We opened the ciders with a fridge magnet bottle opener that Lizzie had taken from her parents’ kitchen. It was warm but not too warm and it fizzed inside my mouth like static.
‘Cheska asked me about you,’ she said, looking mischievous.
I lay back and raised an eyebrow. ‘What about me?’
‘She asked who I kept talking to all night. She could hear my laptop bleeping.’
I laughed. ‘Why don’t you turn the sound off?’

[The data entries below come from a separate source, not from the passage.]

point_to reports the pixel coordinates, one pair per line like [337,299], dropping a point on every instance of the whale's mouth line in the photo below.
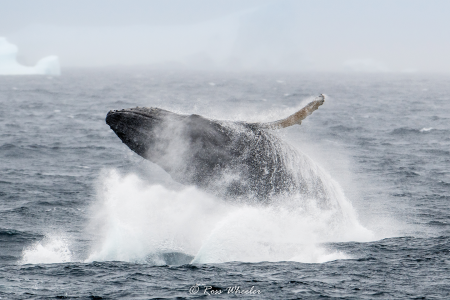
[112,112]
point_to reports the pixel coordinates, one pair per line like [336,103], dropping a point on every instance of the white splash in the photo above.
[52,249]
[136,222]
[9,66]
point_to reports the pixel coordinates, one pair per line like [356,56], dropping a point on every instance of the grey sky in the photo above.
[314,35]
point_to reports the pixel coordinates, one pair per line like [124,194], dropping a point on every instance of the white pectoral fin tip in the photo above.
[297,117]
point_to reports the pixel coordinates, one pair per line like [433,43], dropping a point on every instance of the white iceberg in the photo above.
[9,66]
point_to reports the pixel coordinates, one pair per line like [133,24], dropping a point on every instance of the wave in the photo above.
[137,222]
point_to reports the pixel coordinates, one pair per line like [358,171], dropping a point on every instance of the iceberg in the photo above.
[9,66]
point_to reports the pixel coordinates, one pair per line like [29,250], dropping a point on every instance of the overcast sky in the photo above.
[296,35]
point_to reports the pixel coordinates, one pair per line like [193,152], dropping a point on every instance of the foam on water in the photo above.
[138,222]
[52,249]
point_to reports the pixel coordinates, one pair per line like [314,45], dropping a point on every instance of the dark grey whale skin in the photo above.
[232,159]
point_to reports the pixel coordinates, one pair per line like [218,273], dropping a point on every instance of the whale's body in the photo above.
[233,159]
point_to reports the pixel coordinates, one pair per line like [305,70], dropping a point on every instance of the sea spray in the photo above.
[52,249]
[140,222]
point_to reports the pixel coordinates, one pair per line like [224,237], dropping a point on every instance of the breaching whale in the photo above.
[232,159]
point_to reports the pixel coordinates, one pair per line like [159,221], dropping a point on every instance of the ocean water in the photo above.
[84,217]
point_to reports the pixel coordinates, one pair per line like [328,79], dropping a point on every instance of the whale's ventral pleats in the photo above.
[231,159]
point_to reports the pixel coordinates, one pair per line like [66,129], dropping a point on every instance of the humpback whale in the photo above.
[231,159]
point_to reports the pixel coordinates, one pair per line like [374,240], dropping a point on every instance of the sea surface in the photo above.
[84,217]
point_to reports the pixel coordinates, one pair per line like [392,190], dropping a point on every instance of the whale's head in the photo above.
[188,147]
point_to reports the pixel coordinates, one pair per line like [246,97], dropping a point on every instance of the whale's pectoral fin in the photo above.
[295,118]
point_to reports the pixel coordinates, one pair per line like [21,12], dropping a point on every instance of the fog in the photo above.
[297,36]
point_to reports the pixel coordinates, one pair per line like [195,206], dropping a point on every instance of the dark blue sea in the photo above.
[84,217]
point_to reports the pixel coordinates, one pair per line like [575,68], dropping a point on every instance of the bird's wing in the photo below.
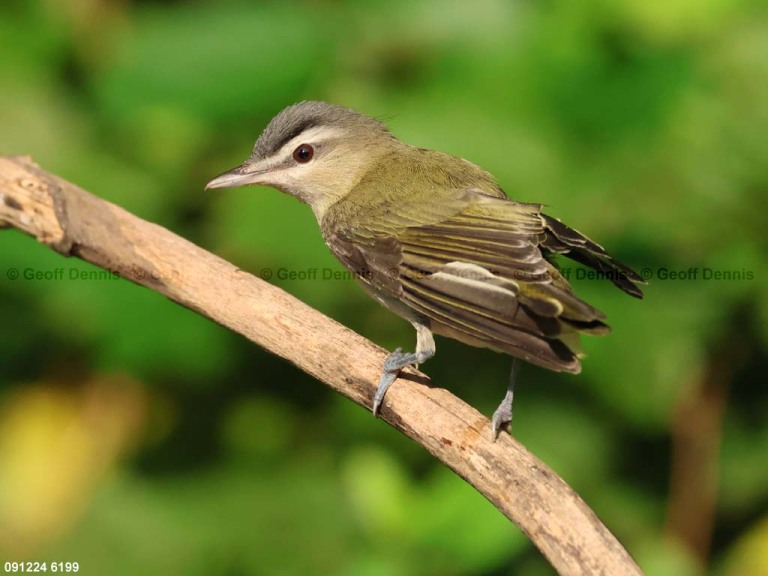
[480,276]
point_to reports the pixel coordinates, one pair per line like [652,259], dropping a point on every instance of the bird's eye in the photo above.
[303,153]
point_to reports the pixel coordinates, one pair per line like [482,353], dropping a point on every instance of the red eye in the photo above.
[303,153]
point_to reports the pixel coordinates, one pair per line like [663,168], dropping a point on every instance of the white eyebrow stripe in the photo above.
[310,136]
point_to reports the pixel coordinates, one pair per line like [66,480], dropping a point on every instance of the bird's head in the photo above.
[312,150]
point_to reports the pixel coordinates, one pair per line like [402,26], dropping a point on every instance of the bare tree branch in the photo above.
[76,223]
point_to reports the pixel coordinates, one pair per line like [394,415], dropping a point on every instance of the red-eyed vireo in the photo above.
[435,239]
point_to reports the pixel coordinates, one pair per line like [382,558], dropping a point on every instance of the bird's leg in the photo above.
[425,349]
[503,414]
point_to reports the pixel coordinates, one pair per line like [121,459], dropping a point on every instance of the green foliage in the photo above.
[643,124]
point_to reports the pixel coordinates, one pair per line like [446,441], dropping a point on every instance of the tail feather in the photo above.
[560,239]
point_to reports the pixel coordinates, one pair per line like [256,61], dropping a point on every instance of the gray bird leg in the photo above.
[503,414]
[425,349]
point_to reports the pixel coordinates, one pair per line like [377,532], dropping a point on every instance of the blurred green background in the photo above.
[137,437]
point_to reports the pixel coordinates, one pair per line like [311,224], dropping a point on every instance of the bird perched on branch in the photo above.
[434,239]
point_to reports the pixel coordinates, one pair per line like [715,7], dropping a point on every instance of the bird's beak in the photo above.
[244,174]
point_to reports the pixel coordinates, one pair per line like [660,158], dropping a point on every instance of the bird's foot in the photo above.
[502,417]
[394,363]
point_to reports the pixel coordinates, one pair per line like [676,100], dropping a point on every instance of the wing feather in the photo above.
[479,274]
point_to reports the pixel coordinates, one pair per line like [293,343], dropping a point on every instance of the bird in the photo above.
[436,240]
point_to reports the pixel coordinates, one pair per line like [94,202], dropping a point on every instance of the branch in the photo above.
[76,223]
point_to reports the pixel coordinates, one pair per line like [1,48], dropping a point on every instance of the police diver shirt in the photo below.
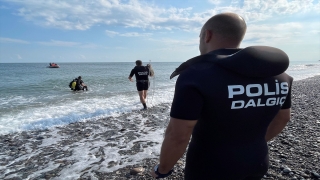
[141,73]
[233,113]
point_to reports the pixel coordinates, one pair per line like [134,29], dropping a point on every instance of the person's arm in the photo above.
[174,145]
[278,123]
[131,75]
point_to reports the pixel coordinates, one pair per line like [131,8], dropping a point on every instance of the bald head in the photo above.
[225,30]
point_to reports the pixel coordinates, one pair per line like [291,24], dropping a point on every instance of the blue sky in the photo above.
[158,30]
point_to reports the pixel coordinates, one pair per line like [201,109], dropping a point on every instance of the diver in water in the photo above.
[80,85]
[73,84]
[142,74]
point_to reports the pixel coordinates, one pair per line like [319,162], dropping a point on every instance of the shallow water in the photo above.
[33,96]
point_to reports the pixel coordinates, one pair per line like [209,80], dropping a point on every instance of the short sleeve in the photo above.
[187,102]
[132,73]
[287,102]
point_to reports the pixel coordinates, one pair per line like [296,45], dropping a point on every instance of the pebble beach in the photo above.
[125,147]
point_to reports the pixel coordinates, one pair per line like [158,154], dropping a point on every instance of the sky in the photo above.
[42,31]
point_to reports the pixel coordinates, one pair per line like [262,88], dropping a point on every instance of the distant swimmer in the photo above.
[142,74]
[80,85]
[73,84]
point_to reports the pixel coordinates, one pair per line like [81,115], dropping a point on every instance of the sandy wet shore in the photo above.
[110,148]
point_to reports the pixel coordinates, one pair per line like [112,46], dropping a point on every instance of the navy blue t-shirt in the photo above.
[141,73]
[233,113]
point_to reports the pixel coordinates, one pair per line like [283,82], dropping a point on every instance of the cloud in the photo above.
[294,32]
[111,33]
[83,15]
[10,40]
[3,7]
[129,34]
[215,2]
[59,43]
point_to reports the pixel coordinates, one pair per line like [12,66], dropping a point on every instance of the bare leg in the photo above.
[145,94]
[142,97]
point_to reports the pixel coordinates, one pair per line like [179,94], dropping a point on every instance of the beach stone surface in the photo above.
[106,148]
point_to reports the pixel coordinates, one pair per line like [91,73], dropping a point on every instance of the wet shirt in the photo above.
[141,73]
[79,82]
[233,113]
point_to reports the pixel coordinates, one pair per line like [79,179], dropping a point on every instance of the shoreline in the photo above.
[109,148]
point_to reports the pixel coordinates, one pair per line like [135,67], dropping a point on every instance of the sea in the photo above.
[33,96]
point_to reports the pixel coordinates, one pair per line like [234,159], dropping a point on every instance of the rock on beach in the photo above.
[121,147]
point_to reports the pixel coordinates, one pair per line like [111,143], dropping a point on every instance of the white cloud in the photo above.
[284,33]
[59,43]
[215,2]
[82,15]
[10,40]
[129,34]
[111,33]
[3,7]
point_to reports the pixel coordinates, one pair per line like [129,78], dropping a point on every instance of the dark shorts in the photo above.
[142,86]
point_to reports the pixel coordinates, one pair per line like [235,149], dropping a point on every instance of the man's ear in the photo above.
[208,36]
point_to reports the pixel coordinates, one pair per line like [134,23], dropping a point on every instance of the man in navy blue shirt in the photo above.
[230,111]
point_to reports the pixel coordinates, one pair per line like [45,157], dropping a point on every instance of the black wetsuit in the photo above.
[142,77]
[79,85]
[233,113]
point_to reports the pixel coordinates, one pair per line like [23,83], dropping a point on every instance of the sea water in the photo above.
[33,96]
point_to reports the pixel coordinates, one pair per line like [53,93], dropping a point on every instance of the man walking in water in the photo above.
[230,111]
[142,74]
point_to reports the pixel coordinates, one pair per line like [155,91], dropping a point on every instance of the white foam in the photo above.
[60,113]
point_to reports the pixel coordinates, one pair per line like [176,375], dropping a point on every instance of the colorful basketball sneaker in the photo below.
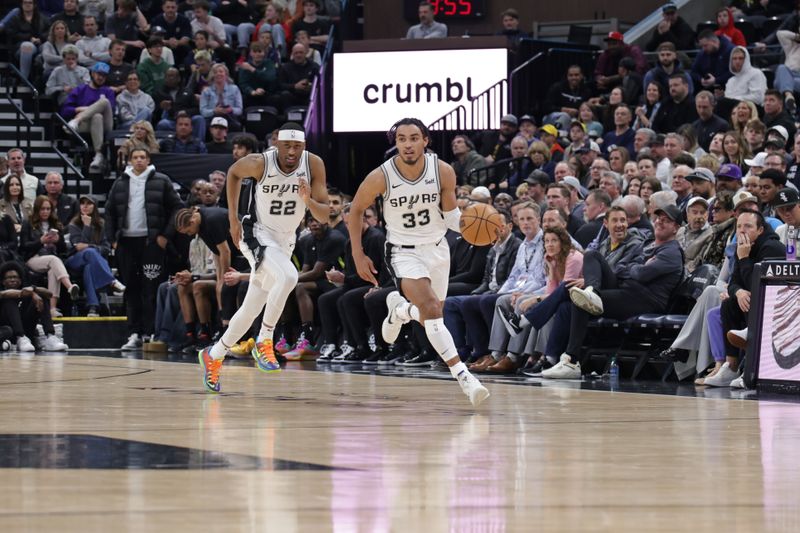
[242,349]
[303,350]
[264,354]
[283,346]
[211,368]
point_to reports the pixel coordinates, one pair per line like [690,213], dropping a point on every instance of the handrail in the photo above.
[70,131]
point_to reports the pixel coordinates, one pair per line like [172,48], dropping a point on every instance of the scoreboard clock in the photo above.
[447,10]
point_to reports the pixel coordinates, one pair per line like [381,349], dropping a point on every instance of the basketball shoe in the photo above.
[211,368]
[264,354]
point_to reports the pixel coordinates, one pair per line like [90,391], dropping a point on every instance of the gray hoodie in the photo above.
[747,84]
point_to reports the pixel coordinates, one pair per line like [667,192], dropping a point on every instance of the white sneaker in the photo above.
[587,300]
[564,369]
[472,388]
[54,344]
[738,383]
[723,378]
[98,162]
[392,324]
[134,343]
[738,337]
[24,344]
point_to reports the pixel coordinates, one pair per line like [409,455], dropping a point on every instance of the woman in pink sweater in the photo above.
[563,265]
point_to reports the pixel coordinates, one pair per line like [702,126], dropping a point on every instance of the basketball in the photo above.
[479,223]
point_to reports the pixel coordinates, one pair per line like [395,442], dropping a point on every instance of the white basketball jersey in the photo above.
[412,209]
[279,207]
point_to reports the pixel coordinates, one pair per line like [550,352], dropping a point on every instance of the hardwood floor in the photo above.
[125,444]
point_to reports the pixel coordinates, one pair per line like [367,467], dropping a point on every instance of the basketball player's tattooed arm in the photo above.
[316,196]
[374,185]
[248,166]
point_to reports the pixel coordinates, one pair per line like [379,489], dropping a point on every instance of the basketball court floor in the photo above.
[111,443]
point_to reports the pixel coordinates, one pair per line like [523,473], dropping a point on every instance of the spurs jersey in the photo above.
[278,206]
[412,209]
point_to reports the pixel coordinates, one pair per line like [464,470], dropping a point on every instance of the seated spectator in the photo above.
[51,49]
[142,136]
[222,98]
[567,95]
[183,142]
[711,67]
[24,35]
[673,29]
[427,27]
[466,159]
[563,264]
[133,104]
[708,123]
[172,99]
[90,108]
[119,69]
[203,20]
[66,77]
[14,204]
[677,109]
[323,248]
[318,28]
[237,20]
[726,27]
[667,65]
[89,253]
[642,288]
[297,76]
[312,54]
[272,23]
[747,82]
[219,143]
[41,243]
[65,205]
[495,145]
[647,112]
[126,24]
[510,21]
[776,115]
[153,69]
[177,30]
[623,134]
[72,18]
[258,80]
[22,307]
[591,234]
[761,243]
[606,73]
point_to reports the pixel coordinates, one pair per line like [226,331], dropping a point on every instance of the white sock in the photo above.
[440,339]
[458,368]
[408,312]
[266,332]
[219,350]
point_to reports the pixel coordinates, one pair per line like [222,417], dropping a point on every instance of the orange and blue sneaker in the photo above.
[264,354]
[211,368]
[282,346]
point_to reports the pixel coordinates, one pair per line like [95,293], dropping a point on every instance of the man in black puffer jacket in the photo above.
[139,207]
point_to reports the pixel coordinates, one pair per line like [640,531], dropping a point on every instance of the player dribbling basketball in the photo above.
[419,194]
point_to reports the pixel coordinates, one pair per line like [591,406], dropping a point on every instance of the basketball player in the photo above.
[290,179]
[419,205]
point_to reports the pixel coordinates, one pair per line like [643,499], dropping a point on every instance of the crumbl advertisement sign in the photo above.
[372,90]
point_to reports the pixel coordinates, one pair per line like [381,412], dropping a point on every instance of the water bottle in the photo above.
[613,373]
[791,243]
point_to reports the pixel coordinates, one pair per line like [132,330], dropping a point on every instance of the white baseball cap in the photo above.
[219,121]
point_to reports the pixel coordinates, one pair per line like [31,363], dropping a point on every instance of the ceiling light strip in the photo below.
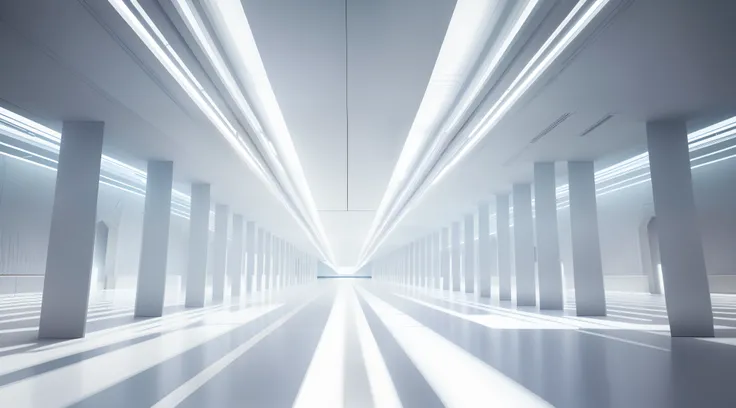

She looked down at her lap. She was wearing a pair of jeans she’d cut off into shorts and a pale blue t-shirt with the sleeves rolled up. ‘In case I fall asleep,’ she said, and the words went through me warm and clear like the day. She wanted to stay awake to talk to me. She was afraid she’d miss a message, didn’t want the conversation to end. She felt the way I did.
I would’ve kissed her then – I was already moving closer to her, to the sun-warmed, strawberry smell of her – if it wasn’t for the dog that bounded into her lap; literally into her lap, a little thing, long curly ears, white with reddish-gold patches. It was off the lead and its tail was wagging like mad, face turned up to Lizzie’s.
‘Hello!’ she said, ruffling its ears with both hands. ‘Hello, gorgeous.’
‘Sorry –’ A woman staggered up to us, red in the face, a lead in her hand. ‘He just loves people.’
‘That’s okay.’ Lizzie was still fussing over the dog, her face close to his. ‘He’s just friendly, aren’t you, poppet?’